Binary classification is the simplest kind of machine learning problem. The goal of binary classification is to categorise data points into one of two buckets: 0 or 1, true or false, to survive or not to survive, blue or no blue eyes, etc.

# Note:

For classification problem the output layer consist of one node with a sigmoid activation unit or softmax.

So, based on this we can select a loss function.
The loss function for such case is Cross-Entropy

# Binary Cross Entropy Loss

Cross-entropy loss, or log loss, measures the performance of a classification model whose output is a probability value between 0 and 1. Cross-entropy loss increases as the predicted probability diverges from the actual label. So predicting a probability of 0.2 when the actual observation label is 1 would be bad and result in a high loss value. A perfect model would have a log loss of 0.

Formula for binary cross entropy:
![link text](https://cdn.analyticsvidhya.com/wp-content/uploads/2021/03/Screenshot-from-2021-03-03-11-33-29.png)

In [6]:
# create a list for true label of random values of any size
y_true = np.array([0,1,0,0])
print(y_true)
print(y_true.shape)




# create a list for predicted label same size as compared to true label but values can be same or different
y_pred = np.array([0.6 ,0.3, 0.2 ,0.8])
print(y_pred)
print(y_pred.shape)




# create a variable named bin_cross_entropy which is a constructor of BinaryCrossentropy from tensorflow
bin_cross_entropy = tf.keras.losses.BinaryCrossentropy()



# create a variable to store bin_cross_entropy loss resturned by tensorflow
bin_cross_entropy_value = bin_cross_entropy(y_true, y_pred).numpy()



# print bin_cross_entropy_value
print(bin_cross_entropy_value)



[0 1 0 0]
(4,)
[0.6 0.3 0.2 0.8]
(4,)
0.9882113


# Hinge Loss

Hinge Loss is another loss function for binary classification problems.

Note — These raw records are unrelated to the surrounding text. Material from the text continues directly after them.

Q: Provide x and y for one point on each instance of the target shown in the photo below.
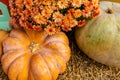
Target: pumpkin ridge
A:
(59, 65)
(52, 60)
(47, 66)
(4, 58)
(14, 61)
(44, 63)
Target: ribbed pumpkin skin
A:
(100, 37)
(35, 55)
(3, 35)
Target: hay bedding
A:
(80, 67)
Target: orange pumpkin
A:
(30, 55)
(3, 35)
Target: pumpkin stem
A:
(110, 11)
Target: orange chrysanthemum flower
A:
(50, 30)
(81, 23)
(57, 16)
(52, 15)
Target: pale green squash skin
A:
(100, 37)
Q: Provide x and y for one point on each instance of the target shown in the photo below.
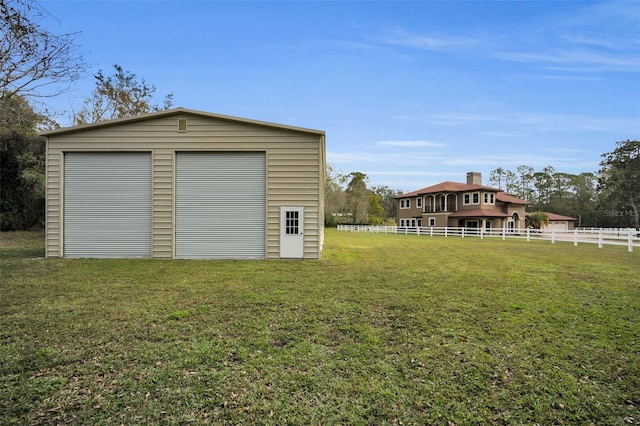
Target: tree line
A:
(348, 200)
(607, 198)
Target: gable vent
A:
(182, 125)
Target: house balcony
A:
(430, 209)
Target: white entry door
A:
(291, 232)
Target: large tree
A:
(119, 95)
(334, 197)
(34, 62)
(357, 196)
(619, 183)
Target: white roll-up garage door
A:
(220, 205)
(107, 204)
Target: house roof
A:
(478, 213)
(555, 217)
(464, 187)
(176, 111)
(508, 198)
(448, 187)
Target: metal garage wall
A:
(220, 205)
(107, 204)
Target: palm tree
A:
(537, 219)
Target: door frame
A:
(291, 232)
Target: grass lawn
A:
(385, 329)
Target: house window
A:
(489, 198)
(292, 223)
(471, 198)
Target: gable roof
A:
(448, 187)
(508, 198)
(176, 111)
(464, 187)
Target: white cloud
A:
(401, 37)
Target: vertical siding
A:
(295, 171)
(163, 196)
(53, 214)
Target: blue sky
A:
(410, 93)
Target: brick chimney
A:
(474, 178)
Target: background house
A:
(469, 204)
(558, 222)
(185, 184)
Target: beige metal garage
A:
(185, 184)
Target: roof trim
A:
(478, 213)
(175, 111)
(558, 217)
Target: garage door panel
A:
(220, 205)
(107, 205)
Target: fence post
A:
(600, 238)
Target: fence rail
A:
(602, 236)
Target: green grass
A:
(385, 329)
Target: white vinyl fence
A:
(601, 236)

It is primarily developed for Support Vector Machine (SVM) models. The hinge loss is calculated based on “maximum-margin” classification.

This loss function is used if the target values are in the set (-1, 1). The target variable must be modified to have values in the set (-1, 1), which means if y has value as 0, it needs to be changed as -1.

Formula for Hinge Loss:

![link text](https://www.machinecurve.com/wp-content/uploads/2019/10/image-1.png)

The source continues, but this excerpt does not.